38. Separuh Jiwa Yang Hilang

1.5K 118 7
                                    

Aditya seolah hilang bak ditelan bumi. Keluarganya dan Asma tak ada yang tahu dia di mana. Dia sangat sulit untuk dihubungi. Bahkan ia tak meninggalkan jejak sedikit pun agar tetap bisa dilacak.

Asma tampak frustrasi dengan keadaannya sekarang. Tiga bulan sudah ia mencari kabar Aditya. Ia bahkan bertanya pada orang di kantor pabrik mengenai siapa yang bisa membantunya mencari Aditya. Tapi tak ada hasil.

Dan ia cuma bisa curhat masalah ini pada Zakiyah dikostnya.

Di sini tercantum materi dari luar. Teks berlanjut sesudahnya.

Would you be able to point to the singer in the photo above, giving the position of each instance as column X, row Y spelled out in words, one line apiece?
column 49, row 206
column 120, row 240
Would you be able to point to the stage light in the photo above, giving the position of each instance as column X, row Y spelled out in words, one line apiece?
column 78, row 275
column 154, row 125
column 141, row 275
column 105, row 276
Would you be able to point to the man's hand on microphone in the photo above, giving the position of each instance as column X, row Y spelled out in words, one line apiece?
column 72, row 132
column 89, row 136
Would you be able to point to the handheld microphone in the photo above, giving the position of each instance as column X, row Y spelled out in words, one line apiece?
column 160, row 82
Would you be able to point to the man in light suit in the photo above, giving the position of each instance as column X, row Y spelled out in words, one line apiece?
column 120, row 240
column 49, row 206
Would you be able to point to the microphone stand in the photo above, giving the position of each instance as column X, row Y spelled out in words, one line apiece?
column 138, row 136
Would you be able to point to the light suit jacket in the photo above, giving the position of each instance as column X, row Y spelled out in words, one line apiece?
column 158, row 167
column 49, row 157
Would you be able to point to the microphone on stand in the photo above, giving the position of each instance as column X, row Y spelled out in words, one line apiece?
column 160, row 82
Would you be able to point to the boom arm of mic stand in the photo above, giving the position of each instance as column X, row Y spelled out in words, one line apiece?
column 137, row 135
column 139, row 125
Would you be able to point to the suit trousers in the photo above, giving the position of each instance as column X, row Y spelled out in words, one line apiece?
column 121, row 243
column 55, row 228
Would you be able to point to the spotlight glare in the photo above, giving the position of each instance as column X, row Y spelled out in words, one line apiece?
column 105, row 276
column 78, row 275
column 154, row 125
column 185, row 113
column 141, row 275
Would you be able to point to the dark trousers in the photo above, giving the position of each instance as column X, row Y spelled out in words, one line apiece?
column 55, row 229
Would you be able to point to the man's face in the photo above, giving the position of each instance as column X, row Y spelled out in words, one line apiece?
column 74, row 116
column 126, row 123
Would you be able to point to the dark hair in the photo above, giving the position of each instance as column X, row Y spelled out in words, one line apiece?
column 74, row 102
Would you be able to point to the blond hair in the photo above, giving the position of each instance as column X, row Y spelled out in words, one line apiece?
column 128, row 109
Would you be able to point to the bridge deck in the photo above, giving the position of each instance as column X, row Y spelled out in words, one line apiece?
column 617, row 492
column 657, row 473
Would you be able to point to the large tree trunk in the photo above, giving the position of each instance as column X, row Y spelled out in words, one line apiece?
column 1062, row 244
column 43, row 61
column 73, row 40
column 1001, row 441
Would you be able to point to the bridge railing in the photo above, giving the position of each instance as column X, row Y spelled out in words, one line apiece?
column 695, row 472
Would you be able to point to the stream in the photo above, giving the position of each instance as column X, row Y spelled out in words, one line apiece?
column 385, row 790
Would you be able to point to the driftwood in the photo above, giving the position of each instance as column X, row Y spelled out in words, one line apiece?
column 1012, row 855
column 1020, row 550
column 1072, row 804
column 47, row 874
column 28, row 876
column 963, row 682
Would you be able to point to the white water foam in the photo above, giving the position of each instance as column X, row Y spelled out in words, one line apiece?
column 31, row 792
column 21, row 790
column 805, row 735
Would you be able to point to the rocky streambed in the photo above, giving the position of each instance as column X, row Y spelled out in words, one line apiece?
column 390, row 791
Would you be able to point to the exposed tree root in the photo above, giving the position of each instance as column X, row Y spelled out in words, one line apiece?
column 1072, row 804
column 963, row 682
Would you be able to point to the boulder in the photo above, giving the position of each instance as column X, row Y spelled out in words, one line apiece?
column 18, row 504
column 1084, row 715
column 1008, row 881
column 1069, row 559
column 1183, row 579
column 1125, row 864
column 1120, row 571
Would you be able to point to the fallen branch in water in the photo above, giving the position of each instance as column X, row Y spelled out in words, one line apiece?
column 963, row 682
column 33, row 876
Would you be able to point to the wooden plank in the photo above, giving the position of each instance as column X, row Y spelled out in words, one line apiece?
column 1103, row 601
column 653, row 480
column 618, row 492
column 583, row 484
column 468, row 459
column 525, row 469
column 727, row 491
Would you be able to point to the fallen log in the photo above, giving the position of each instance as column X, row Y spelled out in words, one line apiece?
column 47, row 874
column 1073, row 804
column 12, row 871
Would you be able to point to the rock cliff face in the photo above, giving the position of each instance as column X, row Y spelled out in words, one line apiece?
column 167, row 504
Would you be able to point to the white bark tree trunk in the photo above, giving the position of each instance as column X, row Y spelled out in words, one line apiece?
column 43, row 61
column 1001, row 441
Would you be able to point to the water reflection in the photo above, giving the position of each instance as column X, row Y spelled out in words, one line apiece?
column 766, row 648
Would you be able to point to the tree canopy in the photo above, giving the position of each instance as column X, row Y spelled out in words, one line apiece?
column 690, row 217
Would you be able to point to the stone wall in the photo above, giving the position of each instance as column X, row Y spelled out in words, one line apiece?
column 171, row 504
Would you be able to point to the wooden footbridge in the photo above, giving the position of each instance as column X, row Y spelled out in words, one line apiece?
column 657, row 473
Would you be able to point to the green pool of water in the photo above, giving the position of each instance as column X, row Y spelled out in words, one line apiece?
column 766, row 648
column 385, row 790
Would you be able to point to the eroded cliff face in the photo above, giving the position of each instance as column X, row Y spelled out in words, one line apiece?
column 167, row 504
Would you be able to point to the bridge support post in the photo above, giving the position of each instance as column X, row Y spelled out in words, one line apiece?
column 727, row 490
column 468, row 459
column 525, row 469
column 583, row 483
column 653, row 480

"Terus aku harus cari ke mana lagi?" Keluh Asma sambil menyadarkan kepalanya ke bahu Zakiyah, "Aku tanya Maurice pun dia gak tau."

"Masa sih Maurice gak tahu sama sekali?" Tanya Zakiyah.

"Ya dia bilangnya begitu. Cuma dia mau berusaha tolong."

Zakiyah terlihat cuek, ia sibuk mengelus perutnya yang mulai buncit.

"Bentar lagi aku cuti tiga bulan nih." Ceritanya, "Masuk bulan delapan aku cuti hamil. Kamu baik-baik disini."

"Masa aku ditinggal lagi?" Asma merengek.

"Kan ada Khairul. Ada Bang Ucup juga. Mang Diman juga stand by 24jam."

"Mereka gak seperti kamu." Asma memonyongkan bibirnya. "Emang kamu udah hamil berapa bulan?"

"Lima bulan."

"Oh. Jadi yang kamu pingsan itu..."

"Itu udah dua bulan."

Asma terdiam. Dia memperhatikan perut Zakiyah. Sahabatnya itu sudah menikah dan hamil, rasanya Asma iri dengan Zakiyah.

"Kapan aku bisa hamil?" Ia elus perutnya sendiri.

"Lakinya aja gak ada gimana mau hamil?! Emangnya kamu ini amoeba yang bisa membelah diri?" Protes Zakiyah.

"Tuh kan... Kamu sensi banget sejak hamil."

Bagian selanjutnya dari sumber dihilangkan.